Я разомкнула сухие губы, но первый продавленный связками звук заставил меня закашляться.
Женщина потянулась к тумбочке возле моей постели, взяла графин и с приятным журчанием наполнила стакан.
Я жадно осушила его, только сейчас заметив скудность обстановки. Повернулась и поморщилась, когда спину прострелило болью. На лоб упала прядь спутавшихся белоснежных волос.
– Где я? – спросила хрипло.
Женщина вздохнула, словно объяснять мне что-то – последнее, что она хотела бы делать в этой жизни, забрала из моих рук стакан и поставила его на тумбу.
– За то, что вы сделали, господин сослал вас в Иштгольд, – ее голос стал даже чуточку жестче. – После наказания приказал вас не лечить и вообще надеялся, что вы здесь и скончаетесь.
Я поморщилась при упоминании синеглазого.
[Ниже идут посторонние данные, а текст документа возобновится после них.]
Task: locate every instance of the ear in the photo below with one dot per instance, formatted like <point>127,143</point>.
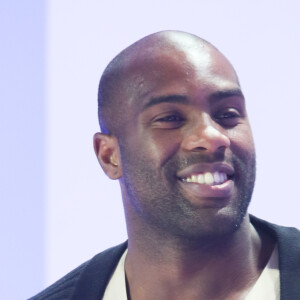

Его лицо врезалось мне в память крепче звука хлыста, что полосовал мою спину.
– И сколько уже я… кончаюсь? – последнее слово прорезалось с усмешкой.
Женщина просверлила меня взглядом и ответила:
– На удивление долго. Чуть меньше месяца.
Месяц болезненной агонии в сравнении с тем, что я испытала в прошлой жизни? Жестоко, но не смертельно, как оказалось. Но вопрос вот в чем:
– Как же я выздоровела, если меня не лечили?
– Полагаю, все ваша наследственность, – равнодушно пожала плечами женщина, отведя взгляд. Мне показалось, она недоговаривает. – Но не кормить вас никто не велел, а ваше положение обязывает меня поинтересоваться не голодны ли вы?
Так и захотелось капризно ответить, что пусть интересуется, но я по ней увидела, что зла она мне не желает, просто старается держаться отстраненно и будто ждет чего-то.
Чего?
– Жутко голодна, – ответила устало. – Кого-нибудь бы съела.
Глаза женщины расширились на миг и она торопливо кивнула и ушла из комнаты, а я осталась в кровати, не поняв, что это только что было.
Заметила в углу простое высокое зеркало. Судя по тому, что оно мутное, ему лет сто не меньше. Захотела посмотреть на себя. Это желание оказалось почти таким же нестерпимым, как боль перед смертью.